After weeks of government rhetoric advising against a cost-of-living protest, Nigerian banks are choosing caution, telling employees to work from home on Thursday, the first day of the protest. At least five commercial banks told employees at their head office and branches considered to be in volatile areas to stay home, according to several emails seen by TechCabal.
At least two top banks did not ask employees to work remotely, telling them to “dress down” and “avoid protest routes.” Three employees at those banks said several teams still chose to work from home, with team leads citing safety concerns.
“All colleagues in non-essential roles are encouraged to prioritise working remotely from the nearest branch or hub,” said an excerpt from an email communication from a top Nigerian bank. “Colleagues in essential roles working on-site are required to maintain situational awareness and regularly engage supervisors or line managers to provide or receive important updates as applicable.”
Nigeria’s commercial banks are some of the country’s most prominent businesses, valued at trillions of naira.
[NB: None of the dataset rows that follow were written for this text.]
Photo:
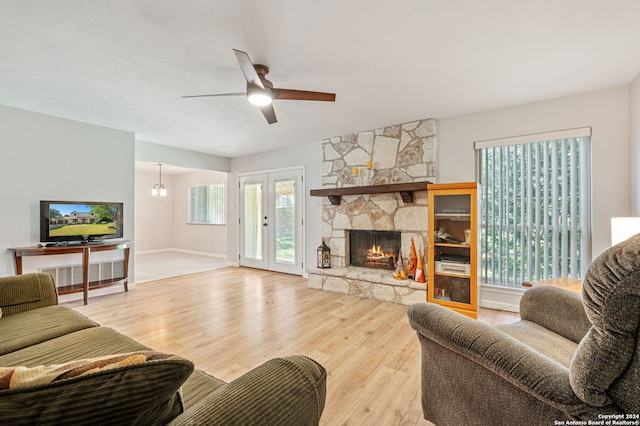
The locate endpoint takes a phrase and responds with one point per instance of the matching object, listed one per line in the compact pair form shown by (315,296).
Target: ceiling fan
(261,92)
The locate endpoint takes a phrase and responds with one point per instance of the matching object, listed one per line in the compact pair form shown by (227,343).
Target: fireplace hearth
(374,249)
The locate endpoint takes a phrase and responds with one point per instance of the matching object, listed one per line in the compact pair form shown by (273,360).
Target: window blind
(535,207)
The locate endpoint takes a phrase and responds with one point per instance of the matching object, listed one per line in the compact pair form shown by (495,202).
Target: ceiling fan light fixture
(258,97)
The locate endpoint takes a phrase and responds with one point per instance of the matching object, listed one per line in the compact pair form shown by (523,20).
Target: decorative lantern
(324,256)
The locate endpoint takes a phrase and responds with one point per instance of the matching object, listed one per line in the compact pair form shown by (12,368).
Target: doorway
(271,221)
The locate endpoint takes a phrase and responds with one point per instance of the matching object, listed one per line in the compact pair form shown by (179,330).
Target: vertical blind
(207,204)
(535,207)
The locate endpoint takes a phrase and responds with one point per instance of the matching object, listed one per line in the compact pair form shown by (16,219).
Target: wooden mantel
(406,191)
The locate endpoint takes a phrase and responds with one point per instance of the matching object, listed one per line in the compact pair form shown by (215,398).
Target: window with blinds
(535,207)
(207,204)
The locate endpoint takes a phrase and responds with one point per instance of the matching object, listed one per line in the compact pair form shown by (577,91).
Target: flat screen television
(81,222)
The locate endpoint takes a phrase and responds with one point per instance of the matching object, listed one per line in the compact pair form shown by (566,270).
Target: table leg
(85,274)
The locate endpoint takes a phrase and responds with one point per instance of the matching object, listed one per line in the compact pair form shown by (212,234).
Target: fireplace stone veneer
(402,153)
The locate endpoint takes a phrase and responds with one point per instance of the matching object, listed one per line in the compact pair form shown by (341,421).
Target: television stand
(84,250)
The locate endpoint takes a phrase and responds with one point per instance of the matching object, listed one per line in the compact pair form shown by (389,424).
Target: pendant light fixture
(158,188)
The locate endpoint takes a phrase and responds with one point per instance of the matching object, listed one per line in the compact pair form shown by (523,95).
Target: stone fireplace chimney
(398,154)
In the 2020 protest to end police brutality, the banks were widely criticised for allegedly freezing bank accounts related to protest organisers. When the protests were infiltrated by thugs, some Nigerian banks were affected by the violence. It has influenced how the banks react to unpredictable situations.
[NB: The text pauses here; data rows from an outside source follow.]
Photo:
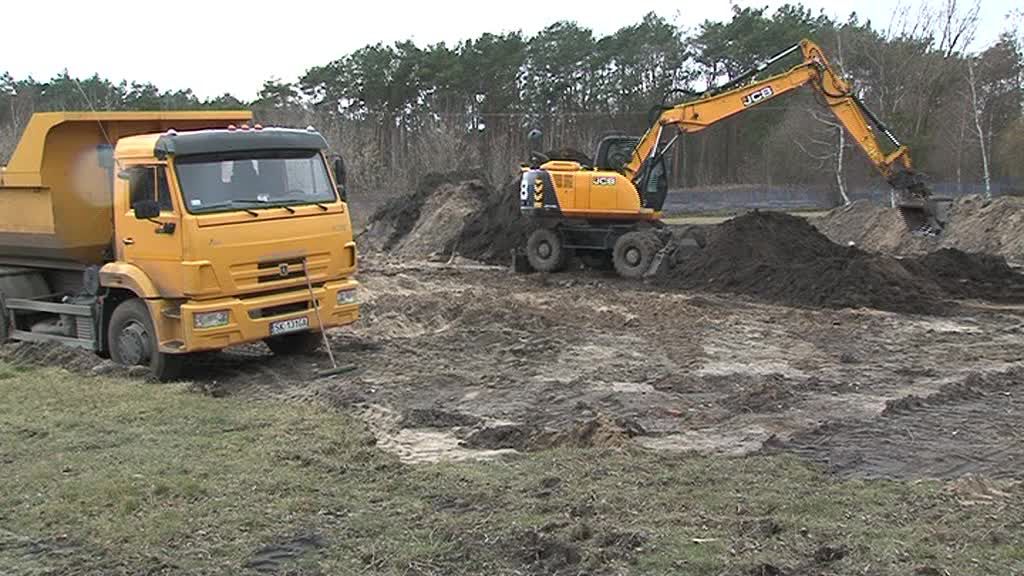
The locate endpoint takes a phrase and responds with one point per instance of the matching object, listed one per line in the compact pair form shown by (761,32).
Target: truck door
(155,246)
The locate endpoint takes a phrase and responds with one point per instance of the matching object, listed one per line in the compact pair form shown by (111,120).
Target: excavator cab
(614,152)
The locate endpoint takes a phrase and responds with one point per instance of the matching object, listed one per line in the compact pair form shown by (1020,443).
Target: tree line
(399,110)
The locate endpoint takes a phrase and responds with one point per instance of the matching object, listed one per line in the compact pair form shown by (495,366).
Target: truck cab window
(150,182)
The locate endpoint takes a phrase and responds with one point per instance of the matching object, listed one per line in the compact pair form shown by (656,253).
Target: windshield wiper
(320,205)
(232,203)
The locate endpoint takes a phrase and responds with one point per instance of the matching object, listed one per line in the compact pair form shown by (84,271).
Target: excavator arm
(739,95)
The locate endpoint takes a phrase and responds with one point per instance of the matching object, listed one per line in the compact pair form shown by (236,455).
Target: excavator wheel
(635,252)
(546,251)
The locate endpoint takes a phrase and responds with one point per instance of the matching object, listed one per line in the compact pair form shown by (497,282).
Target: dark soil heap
(393,221)
(783,258)
(493,232)
(976,225)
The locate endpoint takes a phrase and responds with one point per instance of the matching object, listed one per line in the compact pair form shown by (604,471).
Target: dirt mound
(450,212)
(961,429)
(976,225)
(498,228)
(429,220)
(601,432)
(974,276)
(783,258)
(39,354)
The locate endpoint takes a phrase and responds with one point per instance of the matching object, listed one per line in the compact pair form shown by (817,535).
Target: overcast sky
(217,46)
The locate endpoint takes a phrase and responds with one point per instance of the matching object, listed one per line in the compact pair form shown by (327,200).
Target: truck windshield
(248,179)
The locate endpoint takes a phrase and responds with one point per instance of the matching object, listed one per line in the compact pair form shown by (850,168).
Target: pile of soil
(449,212)
(457,212)
(783,258)
(976,225)
(600,432)
(429,220)
(43,354)
(498,228)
The Lagos state government is also choosing caution, telling people not to protest and surrounding many parts of the city with noticeable police presence. Two people reported significant military presence on the third mainland bridge and several other areas in the business district of Victoria Island.
At least four state governments have obtained court orders limiting protesters to certain parts of the city. The legality of those court orders has been questioned.
As Nigeria faces its worst economic crisis in a decade, Nigerians are feeling the pinch, with headline and food inflation at record levels. Economic reforms, including a much-needed removal of fuel subsidies and a relaxed FX policy regime, have not delivered the quick wins the government hoped for.